MARIANNA VAZZANA
Cronaca

Dallo sport ossessivo al rifiuto del cibo. "Mia figlia è arrivata a pesare 39 chili"

La battaglia di un papà: stiamo uscendo da un incubo, è come affrontare un secondo svezzamento

La ragazza è in cura all’ospedale San Paolo di Milano

Milano - Dal buio alla luce, grazie alla famiglia e agli specialisti dell’ospedale San Paolo. Beatrice (nome di fantasia) oggi ha 18 anni e da 3 combatte contro l’anoressia nervosa. "È stato come affrontare un secondo svezzamento. Mia figlia, per fortuna, a poco a poco sta uscendo dall’incubo", spiega il papà.

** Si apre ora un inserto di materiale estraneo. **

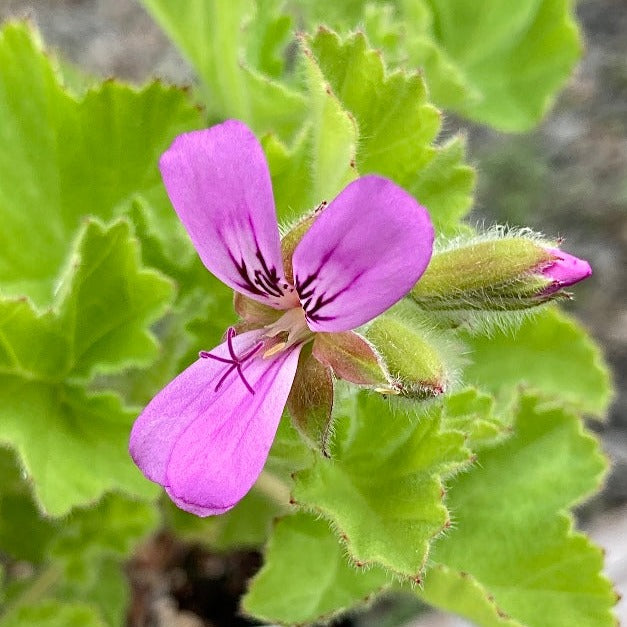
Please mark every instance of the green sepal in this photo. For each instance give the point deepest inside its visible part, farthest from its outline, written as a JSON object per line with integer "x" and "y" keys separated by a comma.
{"x": 310, "y": 402}
{"x": 352, "y": 358}
{"x": 496, "y": 273}
{"x": 415, "y": 356}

Quando si è accorto che sua figlia stava perdendo peso? "Al terzo anno di liceo. Mostrava stress, insicurezza, incapacità di dialogare, si rabbuiava, aveva una bassa autostima. Viveva momenti cupi, che il lockdown ha poi enfatizzato". 

Cosa ha fatto scattare l’allarme? "All’inizio continuava a mangiare ma nello stesso tempo mostrava delle ossessioni: si allenava per 5 ore, camminava, correva compulsivamente. Si alzava anche di notte per farlo. Sul fronte cibo, in un primo momento sembrava incuriosita da regimi alimentari salutistici, poi è diventata eccessivamente rigida e selettiva, escludendo patate, carne... fino a non mangiare. La situazione è diventata grave con la perdita delle mestruazioni". 

Quanti chili pesava? "È arrivata a pesare 39 chili".

Come siete intervenuti? "Non sapevamo come comportarci. La svolta è arrivata dopo che mia figlia ha parlato con una sua compagna, che le ha raccontato di una psicologa in gamba: ha voluto scegliere lei da chi farsi assistere, e così è stato. Da quel primo incontro siamo poi approdati al percorso di cura del San Paolo".

La difficoltà principale, prima di arrivare a questo percorso? "Le strutture erano tutte sature, i tempi di attesa lunghi. I centri per curare questi disturbi sono essenziali, c’è bisogno di maggiori risorse. Noi abbiamo avuto la fortuna di trovarci supportati da una rete, anche grazie alla onlus Nutrimente. I gruppi di ascolto sono stati molto utili. Chi è malato deve sentirsi sostenuto. Il disturbo coinvolge tutta la famiglia e il percorso si deve affrontare insieme".

Il punto più basso? "Il culmine, in negativo, è stato l’8 marzo del 2020, primo giorno di lockdown: mia figlia era messa male. Da lì ho capito che tutti noi dovevamo darci da fare. Il ruolo dei genitori è fondamentale. I figli, che già stanno male, non devono sentire addosso uno ‘stigma’. Per me è stato come se mia figlia fosse tornata bambina, come se dovesse ricominciare lo svezzamento: io ho avuto parte attiva anche in cucina, preparando il cibo e il pane fatto in casa. Il problema non è il cibo ma l’insicurezza". 

Ora come sta sua figlia? "Bene. Pesa 53 chili, frequenta l’università e sta riprendendo in mano la sua vita. Si allena in un gruppo sportivo ma non è più ossessionata".